One word is notably absent from the replacement for Vision and Expectations and that word is chaste (though to be accurate it appeared only twice in the previous document). According to this new document (sent back for review but due out again by 2020), cohabitation is not good but there is no expectation or suggestion that sexual intimacy should be resisted or restrained until marriage. Oh, to be sure, deepening levels of sexual intimacy should be accompanied by deepening levels of commitment (whatever that means) but it is clear that the idea that any clergy could be expected to restrain their sexual impulses is not only quaint but unrealistic. That is the point. The document to replace the 1990 version of that churches expectations of pastors was rejected not because it went too far but because it did not go far enough. The first casualty of this war on Biblical morality is the word chaste. Now Missouri has kept the word (at least in its catechism) but we do not talk nearly enough about the expectation of chastity to single and fidelity to married. Though this is uniformly applied to straight and gay, the ELCA clearly finds it not only sexist but impossible. In Missouri, we tend to avoid such blunt talk simply because it offends. It is not that we no longer believe it but that we are not sure it will sell in the pews and so we pay lip service to this truth without actually raising up these standards for actual consideration and practice by both clergy and lay.

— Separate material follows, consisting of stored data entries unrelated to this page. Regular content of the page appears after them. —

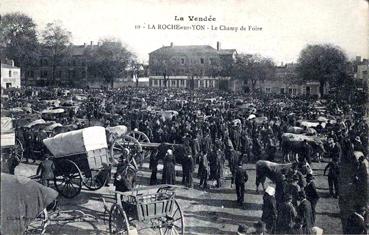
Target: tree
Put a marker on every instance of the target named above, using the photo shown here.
(110, 60)
(55, 44)
(323, 63)
(18, 38)
(252, 68)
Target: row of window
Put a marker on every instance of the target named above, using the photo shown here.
(291, 91)
(200, 83)
(45, 62)
(183, 61)
(58, 74)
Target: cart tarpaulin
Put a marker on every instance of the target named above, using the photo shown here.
(53, 111)
(77, 142)
(117, 130)
(22, 200)
(301, 137)
(36, 122)
(6, 124)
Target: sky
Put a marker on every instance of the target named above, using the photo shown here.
(287, 26)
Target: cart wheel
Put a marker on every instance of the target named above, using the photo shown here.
(142, 139)
(68, 178)
(174, 222)
(118, 221)
(122, 142)
(39, 224)
(18, 149)
(165, 189)
(96, 181)
(139, 136)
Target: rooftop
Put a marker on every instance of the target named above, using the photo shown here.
(8, 66)
(192, 49)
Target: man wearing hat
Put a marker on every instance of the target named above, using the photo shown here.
(46, 170)
(242, 229)
(356, 222)
(169, 172)
(286, 216)
(311, 193)
(240, 180)
(305, 213)
(334, 150)
(333, 173)
(292, 187)
(269, 215)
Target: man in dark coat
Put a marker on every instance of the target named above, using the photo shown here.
(46, 170)
(333, 173)
(286, 216)
(356, 222)
(306, 152)
(280, 187)
(311, 193)
(204, 172)
(219, 164)
(169, 171)
(269, 215)
(188, 171)
(305, 213)
(154, 167)
(240, 180)
(334, 150)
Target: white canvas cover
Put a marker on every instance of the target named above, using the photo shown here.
(300, 137)
(117, 130)
(6, 124)
(77, 142)
(52, 111)
(36, 122)
(7, 139)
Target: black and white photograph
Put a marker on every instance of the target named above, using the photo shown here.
(173, 117)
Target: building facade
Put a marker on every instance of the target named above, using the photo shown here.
(70, 71)
(285, 81)
(10, 75)
(196, 66)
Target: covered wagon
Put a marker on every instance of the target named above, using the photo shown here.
(11, 147)
(80, 157)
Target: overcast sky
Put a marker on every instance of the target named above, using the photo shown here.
(287, 25)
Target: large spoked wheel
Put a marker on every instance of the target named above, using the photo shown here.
(142, 139)
(139, 136)
(18, 150)
(68, 178)
(39, 224)
(116, 149)
(174, 222)
(118, 221)
(97, 180)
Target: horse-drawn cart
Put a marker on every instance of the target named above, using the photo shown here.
(80, 157)
(160, 209)
(11, 147)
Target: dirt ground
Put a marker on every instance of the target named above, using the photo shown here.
(212, 211)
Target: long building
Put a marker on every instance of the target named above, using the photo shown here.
(10, 75)
(194, 66)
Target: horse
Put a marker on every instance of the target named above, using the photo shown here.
(267, 169)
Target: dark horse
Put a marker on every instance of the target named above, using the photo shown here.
(293, 147)
(266, 169)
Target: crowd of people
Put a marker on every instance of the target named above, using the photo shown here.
(216, 130)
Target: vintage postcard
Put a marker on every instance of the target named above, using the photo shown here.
(184, 117)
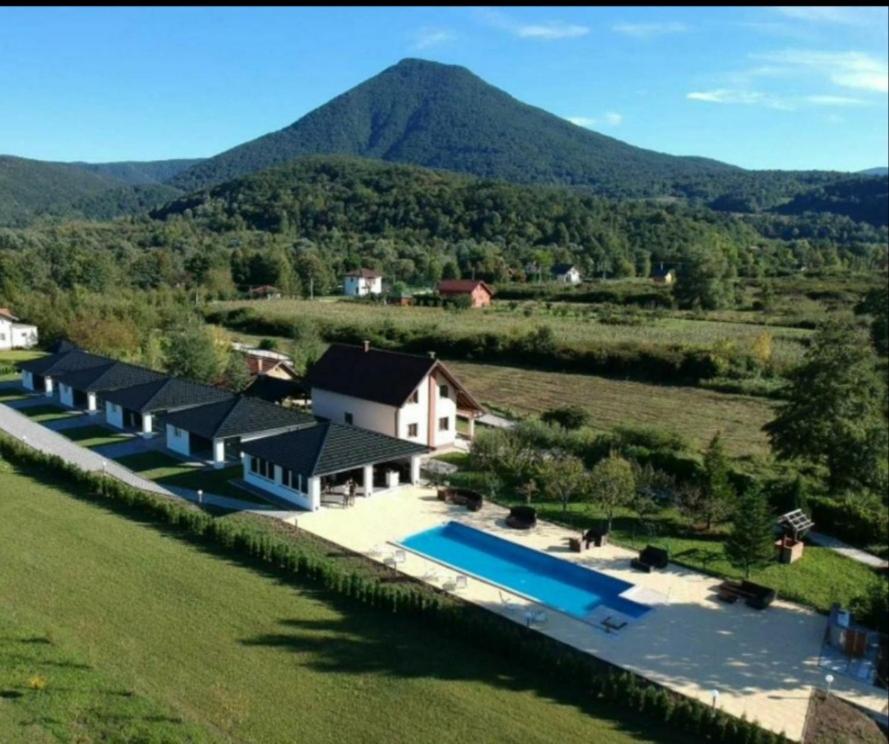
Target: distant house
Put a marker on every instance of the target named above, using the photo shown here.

While I do not believe Missouri's future will involve following the ELCA's example in regularizing GLBTQ relationships within the clergy and the church, I cannot but notice that when it comes to fidelity and chastity and the idea that clergy should be held to higher standards than lay, we are behind the ELCA in time and degree but we are heading in the same direction. That is something worth noting and changing so that our practices reflect more consistently our confession.